Social enterprise delivers a little hope to those with nothing
Through collecting unwanted furniture and appliances and redistributing them to the poor, Raymond Ho has witnessed Hong Kong’s huge inequality at first hand
When Raymond Ho Chun-wai delivered some furniture to a flat on Po Tin Estate, Tuen Mun, he was shocked as the door opened.
“There was literally no furniture in there. Just a few blankets on the floor, which the family sat and slept on,” Ho recalls.
The 300 sq ft apartment housed a couple, three kids and their grandmother.
Ho had brought them a sofa, a bed, a wardrobe, a table and chairs. Together with the family, they silently set everything up. When they were done, the grandma went up and hugged him. “She held me tight and cried.”
Ho, 52, is the founder of a social enterprise called Chu Kong Plan, meaning the light of dawn, which collects unwanted furniture and appliances to re-gift to those in need.
A long-time resident of Yuen Long, Ho got to know the community well from giving away clothes left over from his garment factory back when it was located in Hong Kong. He came to realise there were many people who couldn’t even afford basic home appliances. At the same time, he saw there were plenty of others getting rid of functional ones to make way for nicer models. So he found a calling in resource redistribution.
A decade ago, Ho and his business partner, who shared his vision to give back to society, rented a space to store collected homeware, hired delivery guys and craftsmen to fix up donated furniture, and officially set up Chu Kong as a non-profit.
The operation has made Ho bear poignant witness to the city’s severe inequality.
“In the span of one day, we’d pick up beautiful furniture from a home on The Peak. Just a bed could cost tens of thousands of dollars. Then we’d deliver second-hand items to a poor family, who might not even have money for three meals a day. The huge contrast sometimes really affects me.”
Chu Kong also runs an affordable removal service that hires disadvantaged members of society to give them a chance at being self-sufficient. It organises community events, such as visits with volunteers to old folks, and promotes the importance of living green.
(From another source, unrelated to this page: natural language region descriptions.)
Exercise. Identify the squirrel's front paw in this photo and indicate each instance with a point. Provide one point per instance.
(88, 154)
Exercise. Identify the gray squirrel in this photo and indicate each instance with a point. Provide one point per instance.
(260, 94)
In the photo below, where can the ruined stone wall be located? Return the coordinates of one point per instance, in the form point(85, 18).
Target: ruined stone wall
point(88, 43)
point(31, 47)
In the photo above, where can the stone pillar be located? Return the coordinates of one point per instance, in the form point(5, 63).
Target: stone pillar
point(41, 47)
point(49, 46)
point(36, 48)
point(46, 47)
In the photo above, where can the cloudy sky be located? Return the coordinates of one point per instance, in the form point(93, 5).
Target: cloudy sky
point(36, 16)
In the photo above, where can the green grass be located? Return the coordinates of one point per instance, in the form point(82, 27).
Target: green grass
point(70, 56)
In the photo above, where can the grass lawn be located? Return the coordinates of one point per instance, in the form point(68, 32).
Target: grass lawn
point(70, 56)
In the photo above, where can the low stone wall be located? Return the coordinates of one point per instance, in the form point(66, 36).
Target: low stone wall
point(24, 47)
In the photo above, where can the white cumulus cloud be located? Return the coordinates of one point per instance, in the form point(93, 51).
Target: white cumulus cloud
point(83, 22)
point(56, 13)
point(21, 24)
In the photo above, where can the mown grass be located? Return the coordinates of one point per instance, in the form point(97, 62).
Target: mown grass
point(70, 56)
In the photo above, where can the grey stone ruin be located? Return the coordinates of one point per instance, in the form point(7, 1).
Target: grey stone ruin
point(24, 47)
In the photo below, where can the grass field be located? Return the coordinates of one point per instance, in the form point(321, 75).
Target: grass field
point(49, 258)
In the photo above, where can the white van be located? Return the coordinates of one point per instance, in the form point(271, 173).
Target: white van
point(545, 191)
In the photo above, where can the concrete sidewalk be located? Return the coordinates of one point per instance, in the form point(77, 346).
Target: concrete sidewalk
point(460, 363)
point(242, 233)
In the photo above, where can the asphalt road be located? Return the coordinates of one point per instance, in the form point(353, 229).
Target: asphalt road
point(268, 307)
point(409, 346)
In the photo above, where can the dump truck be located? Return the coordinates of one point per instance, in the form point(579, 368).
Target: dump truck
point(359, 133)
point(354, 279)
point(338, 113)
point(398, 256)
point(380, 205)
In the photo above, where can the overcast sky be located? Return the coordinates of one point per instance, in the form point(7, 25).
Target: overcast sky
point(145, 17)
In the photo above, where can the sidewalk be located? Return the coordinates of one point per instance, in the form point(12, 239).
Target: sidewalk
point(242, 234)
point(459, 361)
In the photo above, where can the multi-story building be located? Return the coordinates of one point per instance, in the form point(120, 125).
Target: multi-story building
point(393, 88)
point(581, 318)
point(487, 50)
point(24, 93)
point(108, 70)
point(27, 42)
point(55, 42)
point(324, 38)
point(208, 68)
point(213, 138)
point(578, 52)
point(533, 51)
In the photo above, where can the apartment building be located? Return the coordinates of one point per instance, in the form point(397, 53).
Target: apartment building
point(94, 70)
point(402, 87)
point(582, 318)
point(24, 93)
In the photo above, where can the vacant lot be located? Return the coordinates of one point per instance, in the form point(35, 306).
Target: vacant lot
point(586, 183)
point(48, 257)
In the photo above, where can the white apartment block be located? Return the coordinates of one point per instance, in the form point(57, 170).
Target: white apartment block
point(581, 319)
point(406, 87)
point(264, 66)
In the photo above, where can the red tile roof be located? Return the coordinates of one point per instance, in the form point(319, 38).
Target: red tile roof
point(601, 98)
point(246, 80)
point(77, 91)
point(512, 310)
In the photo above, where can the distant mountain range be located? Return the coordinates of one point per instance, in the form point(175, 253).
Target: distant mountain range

“Seeing new things being thrown out all the time, I’ve seen how truly wasteful our city can be. It’s improved a bit these days, but we really need to be better at reusing and recycling.”
The South China Morning Post has nominated Chu Kong Plan for a Lion Rock Entrepreneur Award in its Spirit of Hong Kong Awards.
Ho wants to further expand the operation. “We’re becoming known, so we get a lot of donations now, but we don’t have nearly enough hands or space to handle it. It’s been tough – rent alone is too much pressure already.”
While he has plans to make the social enterprise financially sustainable – it runs a second-hand shop selling furniture as well as clothes, books, toys – so far it hasn’t been. He and his company have had to carry the rent and pay the staff.
“We get volunteers, but while it’s nice to have help with occasional re-gifting, it’s not a reliable source of manpower for all the daily logistics we have to deal with.”
So for now, Ho continues to offer his own free labour, helping with collections, deliveries, logistics, to continue bringing those in need a ray of dawn light to end the night’s darkness.